Die Forschung an menschlichen embryonalen Stammzellen ist ethisch höchst umstritten. Es wird als ein ethisches Dilemma empfunden, dass die Forschung einerseits Chancen auf Heilung schwer Krankheiten wie Alzheimer, Parkinson und Krebs verspricht, andererseits aber menschliche Embryonen für die Gewinnung von ES-Zellen vernichtet werden. Kritiker der Forschung wie der Philosoph Jürgen Habermas befürchten eine "Verdinglichung des Menschseins". Schölers Team versucht, dem ethischen Dilemma zu entkommen, indem es die Vorkernstadien so behandelt, dass keine menschlichen Embryonen daraus entstehen können. Dieses Verfahren probieren die Forscher derzeit noch am Modell der Maus aus. Will man diese Methode auf humane Zellen übertragen, müssen sich die so gewonnenen Stammzellen dann noch an humanen embryonalen Stammzellen messen lassen. Wenn sie dann tatsächlich die gleichen Eigenschaften besitzen, wären mit solchen Stammzellen viele moralische Hürden für die Forschung gefallen. Mittlerweile sind die Forscher zwar etwas müde, an der immer wiederkehrenden ethischen Diskussion teilzunehmen. Aber die moralischen Bedenken nehmen sie trotzdem ernst, zumal sie gerade im näheren Umfeld wie bei Familie und Freunden nicht als Vorwurf erhoben würden. "Da wir bislang ausschließlich mit Mäusen gearbeitet haben, ist von dieser Seite ohnehin kein Diskussionszündstoff da", sagt Hans Schöler. "Im Gegenteil: Viele Leute befürworten unsere Arbeiten, weil sie das Potenzial der embryonalen Stammzellen sehen."

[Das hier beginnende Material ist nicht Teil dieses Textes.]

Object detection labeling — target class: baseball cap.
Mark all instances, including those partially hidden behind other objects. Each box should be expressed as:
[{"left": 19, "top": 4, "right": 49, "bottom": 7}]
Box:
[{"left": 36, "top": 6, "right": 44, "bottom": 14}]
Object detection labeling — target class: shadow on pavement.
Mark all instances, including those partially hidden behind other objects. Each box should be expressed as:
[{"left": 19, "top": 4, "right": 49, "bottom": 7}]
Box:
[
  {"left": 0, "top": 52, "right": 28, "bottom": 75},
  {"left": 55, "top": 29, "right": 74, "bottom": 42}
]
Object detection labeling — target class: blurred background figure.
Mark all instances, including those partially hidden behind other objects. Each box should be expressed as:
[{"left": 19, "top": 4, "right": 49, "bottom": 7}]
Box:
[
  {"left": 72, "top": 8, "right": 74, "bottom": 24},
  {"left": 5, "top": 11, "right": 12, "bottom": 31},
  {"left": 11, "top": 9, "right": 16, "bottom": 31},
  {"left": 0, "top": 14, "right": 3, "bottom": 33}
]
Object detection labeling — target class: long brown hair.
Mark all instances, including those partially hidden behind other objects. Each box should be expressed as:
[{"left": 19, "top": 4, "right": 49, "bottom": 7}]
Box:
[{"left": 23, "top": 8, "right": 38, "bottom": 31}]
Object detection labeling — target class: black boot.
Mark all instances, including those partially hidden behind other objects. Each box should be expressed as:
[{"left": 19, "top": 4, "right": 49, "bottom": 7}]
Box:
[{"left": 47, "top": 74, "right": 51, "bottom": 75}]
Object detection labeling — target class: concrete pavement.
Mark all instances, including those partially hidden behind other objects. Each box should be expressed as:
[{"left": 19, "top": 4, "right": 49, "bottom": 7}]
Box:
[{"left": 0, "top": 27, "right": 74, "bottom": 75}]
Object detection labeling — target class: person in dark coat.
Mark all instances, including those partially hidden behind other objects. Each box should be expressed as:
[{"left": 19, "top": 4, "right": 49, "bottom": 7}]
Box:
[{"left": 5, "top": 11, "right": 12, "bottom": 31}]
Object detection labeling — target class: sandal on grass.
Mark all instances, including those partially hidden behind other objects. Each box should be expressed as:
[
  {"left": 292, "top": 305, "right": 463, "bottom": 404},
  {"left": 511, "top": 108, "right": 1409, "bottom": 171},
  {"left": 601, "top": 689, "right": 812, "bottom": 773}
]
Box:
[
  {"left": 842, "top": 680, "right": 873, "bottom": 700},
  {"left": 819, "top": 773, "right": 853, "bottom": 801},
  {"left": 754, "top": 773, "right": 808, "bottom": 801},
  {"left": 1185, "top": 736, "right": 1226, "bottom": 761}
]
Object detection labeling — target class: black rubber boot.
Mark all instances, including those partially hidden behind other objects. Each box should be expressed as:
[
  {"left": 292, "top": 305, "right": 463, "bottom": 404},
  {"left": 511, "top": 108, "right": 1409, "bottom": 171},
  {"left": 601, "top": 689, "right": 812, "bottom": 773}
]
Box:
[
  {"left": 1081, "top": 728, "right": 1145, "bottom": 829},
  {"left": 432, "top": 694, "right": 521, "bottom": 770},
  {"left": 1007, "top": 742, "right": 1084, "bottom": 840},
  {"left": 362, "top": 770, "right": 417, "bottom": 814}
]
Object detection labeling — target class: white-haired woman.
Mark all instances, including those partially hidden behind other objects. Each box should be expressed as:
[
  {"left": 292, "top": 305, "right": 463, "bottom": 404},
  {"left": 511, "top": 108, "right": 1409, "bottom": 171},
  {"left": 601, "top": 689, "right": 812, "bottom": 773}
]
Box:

Gleichzeitig gehört Hans Schöler auch zu jenen Wissenschaftlern, die vor zu hohen Erwartungen warnen. "Eine gute Grundlagenforschung ist das A und O." Trotz des hohen Potenzials der ES-Zellen, könne man einen therapeutischen Nutzen erhoffen, aber nicht mit Sicherheit vorhersagen. So sieht es auch Tobias Cantz. "Es ist sicherlich unverantwortlich, zu hohe Erwartungen zu wecken. Die Forschung hat ein hohes Potenzial, das sich aber in der Grundlagenforschung und im Tiermodell erst einmal bewähren muss." Insofern sei der Skandal um den südkoreanischen Wissenschaftler Hwang Woo Suk vielleicht sogar heilsam, glaubt Schöler. Den Skandal diskutierten natürlich auch die Wissenschaftler im Labor. "Alle waren enttäuscht", erzählt Tobias Cantz. "Vor allem die Koreaner in meiner Arbeitsgruppe haben den Skandal sehr kritisch verfolgt, weil sie stärker als die anderen sehen, was Hwang nicht nur der Wissenschaft, sondern auch seinem Land angetan hat." Aber schon bald sei der Alltag wieder eingekehrt - mit experimentieren, beobachten und dem einen oder anderen Rätsel.